Case in point: I've probably done more to evangelize functional programming by just demonstrating to colleagues that they too can write their own higher-order functions - just like LINQ! - in C# than an army of Haskellers could accomplish in a lifetime of hurling jargon from category theory. My thought is, if FP is really so great then I should be able to show people by writing some functional code and then having someone else come along later and go, "Hey, that's great!" When I find I can't do that then that's a signal that it's time to double-check the ingredients of my fruit-flavored beverage.
Yeah, that does mean I have to accept that Racket will forever be a hobby language for me. My boring sellout Herman Miller-cradled enterprise developer butt is comfortable with that.
I don't know about that. Sometimes people must make the effort to move beyond their comfort zones in order to find tools that are (potentially) more useful. You cannot expect every improvement to be self-evident with minimal effort. There are significant rewards in "making the jump", so to speak.
...who all claim that they're not thirsty and prefer beer :-)
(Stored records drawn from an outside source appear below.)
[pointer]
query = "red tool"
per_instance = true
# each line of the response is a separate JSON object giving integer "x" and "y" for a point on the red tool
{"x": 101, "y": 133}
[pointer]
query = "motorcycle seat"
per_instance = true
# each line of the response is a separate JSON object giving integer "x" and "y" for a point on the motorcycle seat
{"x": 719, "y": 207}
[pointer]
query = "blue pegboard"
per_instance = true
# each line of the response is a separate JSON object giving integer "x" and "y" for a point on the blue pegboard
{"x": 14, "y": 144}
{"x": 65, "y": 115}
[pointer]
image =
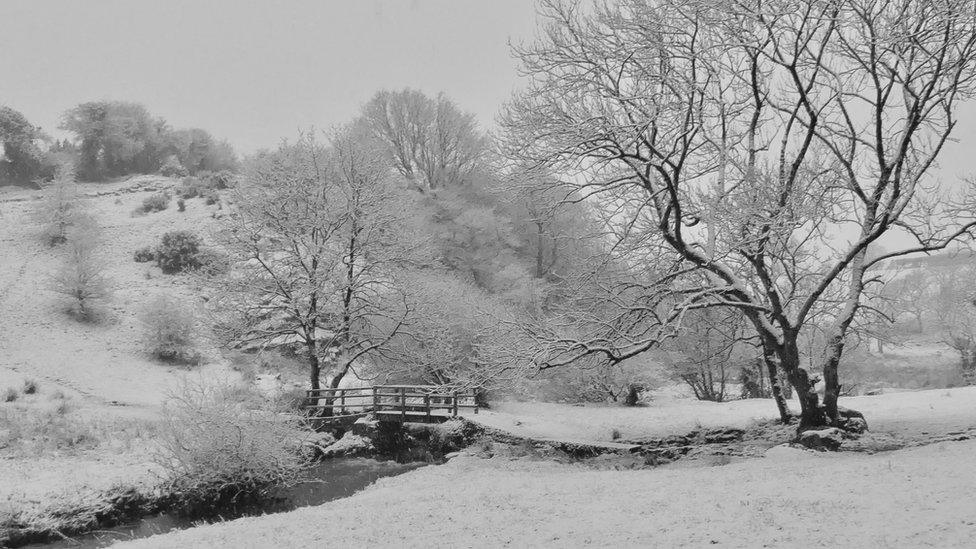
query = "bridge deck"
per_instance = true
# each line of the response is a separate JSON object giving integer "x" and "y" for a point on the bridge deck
{"x": 402, "y": 403}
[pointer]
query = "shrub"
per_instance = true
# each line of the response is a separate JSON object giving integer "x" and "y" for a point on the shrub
{"x": 170, "y": 331}
{"x": 30, "y": 386}
{"x": 218, "y": 454}
{"x": 212, "y": 262}
{"x": 172, "y": 167}
{"x": 191, "y": 187}
{"x": 178, "y": 251}
{"x": 155, "y": 202}
{"x": 211, "y": 197}
{"x": 144, "y": 255}
{"x": 81, "y": 276}
{"x": 223, "y": 179}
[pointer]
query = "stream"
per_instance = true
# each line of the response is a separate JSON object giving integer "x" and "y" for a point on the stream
{"x": 330, "y": 480}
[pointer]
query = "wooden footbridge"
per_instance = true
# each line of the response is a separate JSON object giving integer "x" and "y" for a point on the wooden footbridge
{"x": 400, "y": 403}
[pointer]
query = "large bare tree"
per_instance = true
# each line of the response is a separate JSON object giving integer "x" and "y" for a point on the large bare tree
{"x": 765, "y": 144}
{"x": 318, "y": 238}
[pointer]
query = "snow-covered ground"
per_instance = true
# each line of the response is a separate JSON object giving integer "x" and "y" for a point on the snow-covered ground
{"x": 908, "y": 414}
{"x": 920, "y": 497}
{"x": 98, "y": 363}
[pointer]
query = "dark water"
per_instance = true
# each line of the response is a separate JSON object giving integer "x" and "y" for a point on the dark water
{"x": 333, "y": 479}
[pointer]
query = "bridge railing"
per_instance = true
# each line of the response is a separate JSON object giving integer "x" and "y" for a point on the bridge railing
{"x": 403, "y": 402}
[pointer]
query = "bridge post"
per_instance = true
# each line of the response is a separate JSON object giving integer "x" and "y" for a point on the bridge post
{"x": 403, "y": 404}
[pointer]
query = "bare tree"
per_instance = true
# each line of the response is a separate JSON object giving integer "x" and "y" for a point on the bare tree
{"x": 431, "y": 142}
{"x": 766, "y": 145}
{"x": 912, "y": 292}
{"x": 81, "y": 275}
{"x": 711, "y": 347}
{"x": 318, "y": 238}
{"x": 955, "y": 305}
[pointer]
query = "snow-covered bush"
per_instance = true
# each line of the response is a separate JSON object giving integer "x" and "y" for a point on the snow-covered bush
{"x": 170, "y": 330}
{"x": 221, "y": 454}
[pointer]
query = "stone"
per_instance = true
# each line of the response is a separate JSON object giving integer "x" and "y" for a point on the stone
{"x": 785, "y": 452}
{"x": 366, "y": 427}
{"x": 822, "y": 440}
{"x": 322, "y": 440}
{"x": 350, "y": 445}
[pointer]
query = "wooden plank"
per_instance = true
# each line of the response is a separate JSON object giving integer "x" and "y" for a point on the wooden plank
{"x": 403, "y": 402}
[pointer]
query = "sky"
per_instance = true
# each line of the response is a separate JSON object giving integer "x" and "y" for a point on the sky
{"x": 256, "y": 72}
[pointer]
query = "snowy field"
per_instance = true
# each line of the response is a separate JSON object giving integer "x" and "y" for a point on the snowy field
{"x": 920, "y": 497}
{"x": 907, "y": 414}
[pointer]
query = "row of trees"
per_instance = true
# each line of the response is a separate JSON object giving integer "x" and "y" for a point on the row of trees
{"x": 111, "y": 139}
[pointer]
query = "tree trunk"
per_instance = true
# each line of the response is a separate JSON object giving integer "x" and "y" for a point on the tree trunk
{"x": 811, "y": 414}
{"x": 772, "y": 363}
{"x": 314, "y": 369}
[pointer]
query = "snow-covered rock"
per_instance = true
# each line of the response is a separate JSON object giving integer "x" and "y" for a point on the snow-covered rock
{"x": 823, "y": 439}
{"x": 349, "y": 445}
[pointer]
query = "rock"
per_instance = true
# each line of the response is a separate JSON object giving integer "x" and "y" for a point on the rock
{"x": 854, "y": 425}
{"x": 366, "y": 427}
{"x": 721, "y": 436}
{"x": 269, "y": 386}
{"x": 321, "y": 440}
{"x": 785, "y": 452}
{"x": 822, "y": 440}
{"x": 351, "y": 445}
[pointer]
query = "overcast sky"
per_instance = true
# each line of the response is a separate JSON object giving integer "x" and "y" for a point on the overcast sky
{"x": 254, "y": 72}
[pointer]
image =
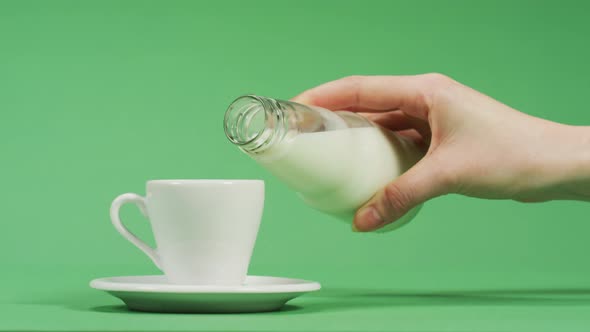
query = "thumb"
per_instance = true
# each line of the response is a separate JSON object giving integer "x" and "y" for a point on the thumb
{"x": 417, "y": 185}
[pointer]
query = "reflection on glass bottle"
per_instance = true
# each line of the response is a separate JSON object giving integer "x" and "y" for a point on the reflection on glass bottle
{"x": 336, "y": 161}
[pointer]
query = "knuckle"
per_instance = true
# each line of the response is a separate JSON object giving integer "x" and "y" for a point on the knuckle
{"x": 352, "y": 78}
{"x": 437, "y": 79}
{"x": 396, "y": 200}
{"x": 439, "y": 88}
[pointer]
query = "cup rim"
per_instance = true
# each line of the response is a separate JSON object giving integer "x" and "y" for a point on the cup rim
{"x": 203, "y": 181}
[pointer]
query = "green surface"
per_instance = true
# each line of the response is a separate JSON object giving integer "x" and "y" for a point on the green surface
{"x": 96, "y": 97}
{-# LANGUAGE PatternSynonyms, ViewPatterns #-}
pattern Even <- ((`mod` 2) -> 0)
pattern Odd <- ((`mod` 2) -> 1)
testNumber x = show x ++
case x of
Even -> " is even"
Odd -> " is odd"
data Color = Color { r :: Int, g :: Int, b :: Int }
pattern RGB r g b = Color r g b
-- NB: this is bidirectional automatically
printRGB :: Color -> IO ()
printRGB (RGB r g b) = print $ "Red: " ++ show r ++ " Green: " ++ show g ++ " Blue: " ++ show b
-- pretend we have functions to and from RGB and HSV representation
toHSV :: Color -> (Int, Int, Int)
toHSV = undefined -- implement this yourself!
fromHSV :: Int -> Int -> Int -> Color
fromHSV = undefined
pattern HSV h' s' v' <- (toHSV -> (h', s', v'))
-- here we explicitly provide an inversion
where HSV = fromHSV
printHSV :: Color -> IO ()
printHSV (HSV h s v) = print $ "Hue: " ++ show h ++ " Saturation: " ++ show s ++ " Value: " ++ show v
-- demonstrating being able to use pattern
-- to construct a value
addHue :: Int -> Color -> Color
addHue n (HSV h s v) = HSV (h + n) s vTo quote Bob Harper: As a consequence, using type classes is, in Greg Morrisett’s term, like steering the Queen Mary: you have to get this hulking mass pointed in the right direction so that the inference mechanism resolves things the way you want it to. [https://existentialtype.wordpress.com/2011/04/16/modules-mat...] (I think this applies most of all if one is using type classes to emulate a module system. For other purposes, type classes are quite nice.)
Maybe Backpack will solve these issues. [http://plv.mpi-sws.org/backpack/]
Here's another recent one going in the opposite direction, like this one, but asking Clojure fans about Haskell: https://www.reddit.com/r/Clojure/comments/3h4qdk/what_are_cl...
A lot of the Clojure programmers seemed to focus on things, like records, that often bug Haskellers, too.